Laws:  Thank you for doing what I should have done earlier.

DJ Booth:  [laughs] Nah, it’s OK. I’m used to the plugs; it’s all good. So, obviously you’re gonna ride out this project for the foreseeable future. You have the aforementioned virtual duet project with Paul McCartney hopefully in the near future, and then, of course, your major-label debut album. This is gonna be a really, really big year for you. In terms of thinking forward. December of 2010 – what do you hope to have accomplished by then? You have about seven or eight months to work with, roughly.

Laws:  I would hope by December, the LP is out, and I have reached that point in my career where I can start getting spots across the country, and have a decent amount of fans show up. I want to have it spread, man – when you bring up the new rappers and the new guys who are really carving their mark, I want my name in there. Then I’ll be happy. It’s not there yet, but it’s slowly getting there, ‘cause people are starting to listen to what I’m saying.

DJ Booth:  Well, you know what? I hope that premonition is correct, ‘cause that’s gonna make us look really good, for getting’ on your bandwagon real early.

Laws:  Oh, yeah, and like I said, I appreciate you guys postin’ it. Someone told me that, the first night, it crashed the download link or something?

DJ Booth:  Yeah. Thank you for that, by the way – I never thanked you for messing up our servers. It’s incredible!

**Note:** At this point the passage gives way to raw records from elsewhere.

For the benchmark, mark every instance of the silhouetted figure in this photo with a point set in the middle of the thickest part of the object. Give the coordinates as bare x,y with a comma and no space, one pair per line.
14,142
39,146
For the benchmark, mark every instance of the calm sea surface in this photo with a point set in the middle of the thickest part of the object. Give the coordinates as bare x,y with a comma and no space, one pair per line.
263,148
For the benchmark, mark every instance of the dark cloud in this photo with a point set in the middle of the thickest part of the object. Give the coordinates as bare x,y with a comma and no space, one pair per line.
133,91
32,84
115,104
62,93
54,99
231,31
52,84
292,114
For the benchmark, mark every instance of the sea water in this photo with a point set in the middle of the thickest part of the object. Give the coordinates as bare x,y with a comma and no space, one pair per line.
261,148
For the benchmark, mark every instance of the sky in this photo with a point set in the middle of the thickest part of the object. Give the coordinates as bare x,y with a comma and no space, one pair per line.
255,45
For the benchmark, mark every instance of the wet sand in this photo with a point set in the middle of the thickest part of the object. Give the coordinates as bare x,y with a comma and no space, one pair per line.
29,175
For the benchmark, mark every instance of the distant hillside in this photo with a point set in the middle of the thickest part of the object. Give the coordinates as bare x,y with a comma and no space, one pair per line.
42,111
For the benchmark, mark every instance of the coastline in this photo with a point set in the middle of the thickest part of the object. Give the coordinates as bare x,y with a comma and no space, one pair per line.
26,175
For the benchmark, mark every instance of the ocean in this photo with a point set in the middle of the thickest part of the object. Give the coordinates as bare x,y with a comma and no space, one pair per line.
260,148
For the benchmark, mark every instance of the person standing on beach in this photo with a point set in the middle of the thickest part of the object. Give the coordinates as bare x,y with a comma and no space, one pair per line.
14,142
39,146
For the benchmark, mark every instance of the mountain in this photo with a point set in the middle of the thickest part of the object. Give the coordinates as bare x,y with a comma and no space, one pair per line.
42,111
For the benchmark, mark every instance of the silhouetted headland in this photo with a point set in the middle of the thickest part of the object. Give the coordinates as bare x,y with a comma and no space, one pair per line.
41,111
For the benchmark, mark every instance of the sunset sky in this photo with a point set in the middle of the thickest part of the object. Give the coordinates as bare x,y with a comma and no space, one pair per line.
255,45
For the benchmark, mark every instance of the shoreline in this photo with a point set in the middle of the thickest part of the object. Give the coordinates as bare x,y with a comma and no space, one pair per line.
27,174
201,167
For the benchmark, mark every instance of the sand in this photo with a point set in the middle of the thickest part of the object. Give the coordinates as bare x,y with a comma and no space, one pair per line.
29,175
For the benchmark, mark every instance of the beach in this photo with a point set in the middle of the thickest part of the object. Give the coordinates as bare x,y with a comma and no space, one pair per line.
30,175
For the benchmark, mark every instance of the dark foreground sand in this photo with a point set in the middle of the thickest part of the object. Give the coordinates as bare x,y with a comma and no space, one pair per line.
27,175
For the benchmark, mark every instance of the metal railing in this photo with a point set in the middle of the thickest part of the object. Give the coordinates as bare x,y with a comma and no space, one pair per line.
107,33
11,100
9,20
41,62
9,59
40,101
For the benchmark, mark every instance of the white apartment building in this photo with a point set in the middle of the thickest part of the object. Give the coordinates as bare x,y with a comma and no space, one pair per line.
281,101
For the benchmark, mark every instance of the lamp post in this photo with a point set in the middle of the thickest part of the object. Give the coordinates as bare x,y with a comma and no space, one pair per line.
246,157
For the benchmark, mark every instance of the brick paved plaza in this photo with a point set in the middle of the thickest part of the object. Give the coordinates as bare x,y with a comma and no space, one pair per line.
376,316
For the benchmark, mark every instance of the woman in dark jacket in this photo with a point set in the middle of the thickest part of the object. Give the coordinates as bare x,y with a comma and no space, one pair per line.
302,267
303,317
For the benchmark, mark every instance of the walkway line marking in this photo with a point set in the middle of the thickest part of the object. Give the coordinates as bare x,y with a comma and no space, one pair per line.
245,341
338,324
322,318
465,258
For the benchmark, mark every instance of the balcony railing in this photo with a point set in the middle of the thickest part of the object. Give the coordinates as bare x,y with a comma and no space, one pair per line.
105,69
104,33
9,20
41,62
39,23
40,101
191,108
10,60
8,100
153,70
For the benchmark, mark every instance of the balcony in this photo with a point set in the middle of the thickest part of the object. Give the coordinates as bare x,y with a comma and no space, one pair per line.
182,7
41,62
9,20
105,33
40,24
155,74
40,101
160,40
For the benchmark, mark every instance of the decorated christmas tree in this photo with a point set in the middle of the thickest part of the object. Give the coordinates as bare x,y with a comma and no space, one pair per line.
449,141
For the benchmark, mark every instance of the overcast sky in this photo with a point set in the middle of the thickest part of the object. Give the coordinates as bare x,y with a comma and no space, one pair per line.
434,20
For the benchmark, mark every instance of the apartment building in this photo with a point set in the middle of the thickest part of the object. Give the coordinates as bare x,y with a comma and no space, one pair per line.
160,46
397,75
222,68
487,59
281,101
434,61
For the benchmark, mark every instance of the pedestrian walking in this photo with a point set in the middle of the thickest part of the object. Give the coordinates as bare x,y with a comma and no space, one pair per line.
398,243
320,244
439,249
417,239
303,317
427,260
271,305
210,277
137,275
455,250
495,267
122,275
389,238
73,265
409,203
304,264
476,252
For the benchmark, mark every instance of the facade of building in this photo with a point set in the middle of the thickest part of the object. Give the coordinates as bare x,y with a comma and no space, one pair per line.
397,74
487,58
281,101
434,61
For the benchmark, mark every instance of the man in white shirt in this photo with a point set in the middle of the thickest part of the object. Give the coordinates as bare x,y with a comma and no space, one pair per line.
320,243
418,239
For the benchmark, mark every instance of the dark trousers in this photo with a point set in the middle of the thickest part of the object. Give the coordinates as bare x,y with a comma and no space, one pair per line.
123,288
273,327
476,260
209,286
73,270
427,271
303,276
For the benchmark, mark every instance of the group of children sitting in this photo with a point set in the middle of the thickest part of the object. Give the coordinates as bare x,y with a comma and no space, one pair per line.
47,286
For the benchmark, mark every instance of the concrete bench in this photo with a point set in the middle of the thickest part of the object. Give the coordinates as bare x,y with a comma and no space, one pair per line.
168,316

Laws:  [laughs] That’s a first for me, too; I’ve never messed up anything in my life.

DJ Booth:  Hopefully you don’t mess up too much moving forward, but that’s a good mess-up. As I told management, that’s a good problem to have, when something like that happens.

Laws:  Yeah, that was exciting for me, man. The day it dropped, I was driving from Kentucky to Atlanta, and it was just a bad drive, man. My car was messed up – I had to go to a Suzuki dealership and get it fixed that day. I was dropping all types of money. My Blackberry got run over on the freeway, and on top of all that, I had to drive through the mountains and it was snowing, and I was just in a bad mood. And then I get home, I get back to J.U.S.T.I.C.E. League’s crib and everyone’s trippin’ because the server crashed, and everyone’s downloadin’ it, and it’s a Trending Topic on Twitter, and everyone’s goin’ crazy. That was the best and worst day of my life, you know what I’m sayin’?

DJ Booth:  [laughs]

Laws:  It was very dope. Really, really dope. You possibly prevented me doin’ something bad and taking people with me, so I appreciate it.

DJ Booth:  Not a problem, not a problem. And as I mentioned before, you’re right: it is a marathon, it’s not a sprint, it’s a slow and steady race, and I think you’ve got a good start, my friend.

Laws:  Me too, and I appreciate you guys having a hand in that – thanks a lot!

DJ Booth:  Absolutely. Give everybody, Laws, a link to any of your social networks, so they can find out more about you.

Laws:  Probably the best way to reach me is on Twitter. A lot of people found me on Twitter, and that’s pretty simple; it’s just

DJ Booth:  I appreciate your time greatly, I thank you so much for joining me inside the DJ Booth for an interview, and I wish you nothing but the best of luck, my friend.

Laws:  Thank you, Z. Appreciate it, man.